Congratulations, fam. You survived 2016.
It was so bad that I think it needs to be a skill we should all have on our CVs. Anyway, while we were celebrating New Year’s Day with relatives and friends, other people were spending it in the bathroom, crying because of heartbreak.
In this episode of Relationships That Suck, here are a couple of stories that you may have heard in the pipelines recently: A young South African woman was traumatised when she realised that her boyfriend of seven years dumped her over a month-or-so affair with a secretary at his new job. Now, this heartbroken woman cooked for him, cleaned for him, bought him new curtains and pots for his house, alles, all while neglecting her family at home. I know you’re judging her, because she did everything a wife is supposed to do for her husband, just to get dumped with absolutely nothing to show for it, but wow.
If that isn’t sad, I don’t even know what to tell you. It’s like that saying you hear but never really understand until you’re in that situation: Kamma “why buy a cow when you can get milk for free?” Shame, tog, poor woman. And what must happen? Seven years of your life given to a man just to get nothing in return.
Did he really love her or was he just interested in all the benefits? I think that’s pretty cruel, hey. Talk about wasting someone’s time…
Then there was a picture that appeared on social media about an American woman who posted a photo with two promise rings on her finger. Now people are finding promise rings sketchy little objects and it’s summed up in this question: Why give me a promise ring when you can marry me?
But let’s go into the history of the promise ring for a moment: Promise rings date back to 16th century England in the form of posy rings because they were engraved with poems, while acrostic rings became more popular in Georgian and Victorian times.
But their popularity peaked recently with the intention being to show your full commitment to a relationship. It can mean anything between you and your partner, but from what society says, it’s basically a pre-engagement ring. I can understand one promise ring. OK, sure, that’s all well and dandy. Maara two? What are we promising? Someone on Twitter said “it’s a promise to promise to make another promise”. What kind of standard is this? No, guys. Let’s be better people and either marry the person or don’t. That’s it.
If you thought that was bad, well, that’s not the end of it. While scrolling through Twitter recently, a South African woman was infuriated on her friend’s behalf when she found out that her partner appeared on the popular television show ‘Date My Family’, even though they were together.
How do you just appear on a dating show when you know you’re in a relationship? I’m sorry for her, but how nonsensical is that, bra? Where is the respect?
Now I must be in the sitting room with the whole family and watch my life fall apart as you choose another woman? If that isn’t traumatising, then I really don’t know what is, hey.

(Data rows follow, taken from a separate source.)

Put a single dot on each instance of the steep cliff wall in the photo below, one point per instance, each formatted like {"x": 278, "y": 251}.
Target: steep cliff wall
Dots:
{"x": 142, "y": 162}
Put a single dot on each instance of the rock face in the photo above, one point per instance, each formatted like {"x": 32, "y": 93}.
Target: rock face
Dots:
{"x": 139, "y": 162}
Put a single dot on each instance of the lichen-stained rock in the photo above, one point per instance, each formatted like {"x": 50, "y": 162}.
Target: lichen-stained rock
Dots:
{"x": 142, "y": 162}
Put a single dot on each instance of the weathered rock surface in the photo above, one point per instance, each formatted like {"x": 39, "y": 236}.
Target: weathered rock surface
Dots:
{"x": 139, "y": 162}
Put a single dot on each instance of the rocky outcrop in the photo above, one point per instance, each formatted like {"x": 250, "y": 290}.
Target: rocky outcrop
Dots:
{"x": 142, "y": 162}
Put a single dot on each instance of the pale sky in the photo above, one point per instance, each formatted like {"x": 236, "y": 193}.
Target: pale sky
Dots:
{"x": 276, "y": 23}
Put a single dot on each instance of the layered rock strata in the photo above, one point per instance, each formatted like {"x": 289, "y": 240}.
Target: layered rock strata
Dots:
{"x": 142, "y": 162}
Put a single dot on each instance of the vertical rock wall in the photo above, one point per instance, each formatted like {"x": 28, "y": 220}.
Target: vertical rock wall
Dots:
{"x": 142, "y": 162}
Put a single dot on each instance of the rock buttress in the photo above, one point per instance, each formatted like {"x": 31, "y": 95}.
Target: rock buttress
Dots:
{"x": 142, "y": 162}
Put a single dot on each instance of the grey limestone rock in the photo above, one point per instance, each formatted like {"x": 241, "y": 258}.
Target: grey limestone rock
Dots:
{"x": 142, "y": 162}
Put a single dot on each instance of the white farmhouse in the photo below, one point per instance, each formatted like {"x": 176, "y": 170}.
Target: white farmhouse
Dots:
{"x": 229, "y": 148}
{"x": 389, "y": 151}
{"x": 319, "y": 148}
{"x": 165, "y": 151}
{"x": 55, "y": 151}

There’s more though, and I had to save this one for the last. A British woman was arrested recently for stabbing her boyfriend because he ate all of her fried chips and didn’t leave anything for her. This is a real story. Anger issues on fleek! From what the reports say, she even returned to his house the next day and cut his hands, guys.
Use this year to reevaluate your relationships by asking one of the most important questions: Are you happy? And take it from there.